Bubble nucleation, growth and mobilisation of gas are important phenomena encounter in oil production by the depressurisation process. The drive energy for oil production during pressure depletion is supplied initially by oil expansion but mainly by gas evolution from solution and expansion of reservoir fluids. Some heavy oil reservoirs in Venezuela and Canada show a high recovery factor during primary production under the solution gas drive process. Factors responsible for high oil recovery in heavy oil reservoirs are not well understood to allow reliable predictions to be made for economic evaluation of the process. A series of flow visualisation tests at the pore level was conducted using a high-pressure glass micromodel to identify the key features of the process.

A heavy crude oil, with a viscosity of 2500 cp at the bubble point pressure and API of around 10, was used to perform the tests at reservoir conditions. Micromodels with realistic pore pattern and different wettability characteristics, including oil-wet, water-wet and mixed-wet were used in the tests. A series of experiments was performed to study the effect of depletion rate, saturation history and water presence on the nucleation process, gas evolution and hydrocarbon movements.

Our observations highlighted the significance of test conditions, particularly saturation history and operational conditions on the nucleation process and bubble formation. Laboratory tests can produce a large number of bubbles formed by pre-existing micro bubbles activation, or a limited number of bubbles due to bulk nucleation, resulting in widely different depressurisation results. Hence, interpretation of laboratory data and its application to field performance would require particular considerations as identified in this study.

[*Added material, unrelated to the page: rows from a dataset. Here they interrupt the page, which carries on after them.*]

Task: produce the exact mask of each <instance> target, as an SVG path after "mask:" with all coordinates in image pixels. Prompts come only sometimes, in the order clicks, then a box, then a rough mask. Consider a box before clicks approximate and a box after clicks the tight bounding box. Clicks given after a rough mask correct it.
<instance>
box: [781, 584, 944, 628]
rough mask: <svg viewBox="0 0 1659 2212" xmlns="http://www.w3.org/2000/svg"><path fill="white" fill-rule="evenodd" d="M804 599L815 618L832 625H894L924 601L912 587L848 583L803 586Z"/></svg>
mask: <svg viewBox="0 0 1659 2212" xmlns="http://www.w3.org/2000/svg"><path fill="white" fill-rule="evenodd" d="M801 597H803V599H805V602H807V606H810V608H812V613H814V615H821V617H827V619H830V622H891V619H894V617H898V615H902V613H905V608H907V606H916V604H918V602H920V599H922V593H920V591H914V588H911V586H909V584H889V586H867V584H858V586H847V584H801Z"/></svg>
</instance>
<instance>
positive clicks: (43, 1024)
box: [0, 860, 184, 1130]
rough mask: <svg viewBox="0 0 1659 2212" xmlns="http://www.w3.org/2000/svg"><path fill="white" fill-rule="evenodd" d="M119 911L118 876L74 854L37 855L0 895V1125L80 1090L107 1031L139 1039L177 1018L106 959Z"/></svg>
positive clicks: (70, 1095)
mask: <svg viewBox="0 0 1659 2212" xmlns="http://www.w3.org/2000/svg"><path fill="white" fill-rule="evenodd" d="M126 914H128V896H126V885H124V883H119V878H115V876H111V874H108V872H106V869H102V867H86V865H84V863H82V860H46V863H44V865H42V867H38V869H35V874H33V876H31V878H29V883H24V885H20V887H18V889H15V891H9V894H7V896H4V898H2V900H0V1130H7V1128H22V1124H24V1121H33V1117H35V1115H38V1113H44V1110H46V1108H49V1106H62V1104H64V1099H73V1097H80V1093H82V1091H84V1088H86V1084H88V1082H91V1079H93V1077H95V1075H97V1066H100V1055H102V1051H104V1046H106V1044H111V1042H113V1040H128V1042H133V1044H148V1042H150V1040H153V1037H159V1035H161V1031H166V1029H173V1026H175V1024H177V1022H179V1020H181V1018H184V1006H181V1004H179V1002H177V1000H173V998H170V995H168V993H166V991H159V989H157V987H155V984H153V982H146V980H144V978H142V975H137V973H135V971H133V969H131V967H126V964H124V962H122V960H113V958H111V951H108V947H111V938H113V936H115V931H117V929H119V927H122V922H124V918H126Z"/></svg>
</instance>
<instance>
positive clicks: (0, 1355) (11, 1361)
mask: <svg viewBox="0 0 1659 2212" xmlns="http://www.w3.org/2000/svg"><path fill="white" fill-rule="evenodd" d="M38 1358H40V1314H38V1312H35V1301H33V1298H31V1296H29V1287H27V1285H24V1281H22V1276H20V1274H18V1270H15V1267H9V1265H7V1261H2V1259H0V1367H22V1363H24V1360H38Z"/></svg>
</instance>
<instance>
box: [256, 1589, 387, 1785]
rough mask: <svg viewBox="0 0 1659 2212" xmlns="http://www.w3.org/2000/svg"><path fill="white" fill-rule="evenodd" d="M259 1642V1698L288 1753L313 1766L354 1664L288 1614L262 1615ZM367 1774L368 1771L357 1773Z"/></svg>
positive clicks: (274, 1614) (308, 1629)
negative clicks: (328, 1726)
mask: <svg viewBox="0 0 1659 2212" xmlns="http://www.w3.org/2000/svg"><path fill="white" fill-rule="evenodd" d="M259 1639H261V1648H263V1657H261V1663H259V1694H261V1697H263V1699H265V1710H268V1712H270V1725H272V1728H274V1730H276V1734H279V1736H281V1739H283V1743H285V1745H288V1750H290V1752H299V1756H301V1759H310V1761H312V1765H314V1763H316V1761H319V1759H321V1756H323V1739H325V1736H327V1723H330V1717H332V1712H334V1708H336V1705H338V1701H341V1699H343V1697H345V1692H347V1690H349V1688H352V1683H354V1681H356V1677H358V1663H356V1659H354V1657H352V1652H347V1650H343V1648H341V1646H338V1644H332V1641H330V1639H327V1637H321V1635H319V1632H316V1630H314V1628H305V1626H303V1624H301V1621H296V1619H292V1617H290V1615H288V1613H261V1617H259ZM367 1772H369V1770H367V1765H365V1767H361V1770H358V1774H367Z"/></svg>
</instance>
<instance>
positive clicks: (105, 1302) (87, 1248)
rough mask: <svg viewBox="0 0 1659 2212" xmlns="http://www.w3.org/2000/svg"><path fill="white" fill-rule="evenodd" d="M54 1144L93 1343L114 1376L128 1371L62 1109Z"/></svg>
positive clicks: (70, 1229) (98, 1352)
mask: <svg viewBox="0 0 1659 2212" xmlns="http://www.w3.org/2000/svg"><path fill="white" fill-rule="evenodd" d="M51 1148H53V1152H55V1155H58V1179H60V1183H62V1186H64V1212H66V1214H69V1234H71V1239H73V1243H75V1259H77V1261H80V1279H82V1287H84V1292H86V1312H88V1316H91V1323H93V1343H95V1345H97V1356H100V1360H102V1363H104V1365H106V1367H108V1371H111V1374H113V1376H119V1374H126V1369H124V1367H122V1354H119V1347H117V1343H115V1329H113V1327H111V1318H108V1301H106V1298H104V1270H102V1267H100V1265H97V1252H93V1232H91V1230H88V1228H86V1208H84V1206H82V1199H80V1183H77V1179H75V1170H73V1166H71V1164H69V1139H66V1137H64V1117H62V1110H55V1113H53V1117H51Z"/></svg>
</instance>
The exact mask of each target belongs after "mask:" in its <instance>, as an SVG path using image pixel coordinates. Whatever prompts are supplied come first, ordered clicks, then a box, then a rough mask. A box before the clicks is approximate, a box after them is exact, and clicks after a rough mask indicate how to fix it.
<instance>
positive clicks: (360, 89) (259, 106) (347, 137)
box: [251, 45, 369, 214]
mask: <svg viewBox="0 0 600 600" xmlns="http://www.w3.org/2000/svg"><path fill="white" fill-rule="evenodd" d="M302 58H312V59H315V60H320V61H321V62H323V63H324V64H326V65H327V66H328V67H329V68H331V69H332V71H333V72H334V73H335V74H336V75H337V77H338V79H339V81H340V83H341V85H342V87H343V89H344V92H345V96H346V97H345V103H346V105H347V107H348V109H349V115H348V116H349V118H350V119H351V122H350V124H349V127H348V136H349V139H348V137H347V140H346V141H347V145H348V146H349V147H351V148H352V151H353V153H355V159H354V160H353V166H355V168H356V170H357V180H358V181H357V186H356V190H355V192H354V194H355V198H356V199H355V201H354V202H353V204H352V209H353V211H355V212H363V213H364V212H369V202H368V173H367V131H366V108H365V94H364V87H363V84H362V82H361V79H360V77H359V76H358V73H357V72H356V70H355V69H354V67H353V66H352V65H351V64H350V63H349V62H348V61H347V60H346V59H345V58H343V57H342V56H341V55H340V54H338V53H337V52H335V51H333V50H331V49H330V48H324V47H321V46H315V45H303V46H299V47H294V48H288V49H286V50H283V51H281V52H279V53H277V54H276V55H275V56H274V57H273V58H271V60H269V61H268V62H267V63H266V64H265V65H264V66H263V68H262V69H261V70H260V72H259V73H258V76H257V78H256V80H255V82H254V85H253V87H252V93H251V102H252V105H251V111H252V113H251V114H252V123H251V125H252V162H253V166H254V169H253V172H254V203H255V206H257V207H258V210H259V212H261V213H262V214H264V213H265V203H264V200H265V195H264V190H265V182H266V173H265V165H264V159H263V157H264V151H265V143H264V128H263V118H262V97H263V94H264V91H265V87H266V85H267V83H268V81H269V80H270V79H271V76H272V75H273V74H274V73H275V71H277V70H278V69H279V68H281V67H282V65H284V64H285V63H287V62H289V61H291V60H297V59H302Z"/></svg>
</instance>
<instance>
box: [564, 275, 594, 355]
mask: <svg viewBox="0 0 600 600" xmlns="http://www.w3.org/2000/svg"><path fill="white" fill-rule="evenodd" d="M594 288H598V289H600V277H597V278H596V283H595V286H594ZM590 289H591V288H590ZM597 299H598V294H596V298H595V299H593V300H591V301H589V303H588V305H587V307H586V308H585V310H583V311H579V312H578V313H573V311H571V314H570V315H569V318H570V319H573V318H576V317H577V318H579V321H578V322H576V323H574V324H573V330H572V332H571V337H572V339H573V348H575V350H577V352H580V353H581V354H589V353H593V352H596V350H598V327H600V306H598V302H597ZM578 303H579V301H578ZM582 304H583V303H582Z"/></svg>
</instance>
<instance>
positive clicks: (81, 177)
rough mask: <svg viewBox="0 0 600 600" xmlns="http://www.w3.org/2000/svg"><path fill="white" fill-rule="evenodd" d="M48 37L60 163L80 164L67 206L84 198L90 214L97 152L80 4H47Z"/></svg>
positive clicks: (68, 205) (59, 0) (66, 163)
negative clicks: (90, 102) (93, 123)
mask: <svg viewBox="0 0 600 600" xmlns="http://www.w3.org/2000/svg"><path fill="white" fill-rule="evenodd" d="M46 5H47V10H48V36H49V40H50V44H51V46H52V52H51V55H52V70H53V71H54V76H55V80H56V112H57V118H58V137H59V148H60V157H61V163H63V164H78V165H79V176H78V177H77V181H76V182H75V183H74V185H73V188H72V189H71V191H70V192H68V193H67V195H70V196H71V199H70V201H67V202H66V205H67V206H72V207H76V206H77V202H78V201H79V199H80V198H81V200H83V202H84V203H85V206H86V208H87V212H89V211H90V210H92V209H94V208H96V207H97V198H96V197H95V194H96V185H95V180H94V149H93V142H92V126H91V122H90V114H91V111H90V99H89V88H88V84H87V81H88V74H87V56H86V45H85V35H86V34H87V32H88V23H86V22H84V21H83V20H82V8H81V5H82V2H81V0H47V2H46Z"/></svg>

Critical gas saturation and subsequent gas/oil production are strongly affected by the critical value of supersaturation and the number of bubbles formed during depressurisation. Two generalised correlations have been developed to predict the above parameters at realistic reservoir conditions.

The experimental data generated in this study and interpretation of the results provide information on gas nucleation, critical supersaturation, bubble density and critical gas saturation, which are essential in field development planning and estimation of oil and gas recovery by depressurisation. The study also clears a number of ambiguities in the literature on prevailing mechanisms in depletion of heavy oil and contradictions between laboratory and field results.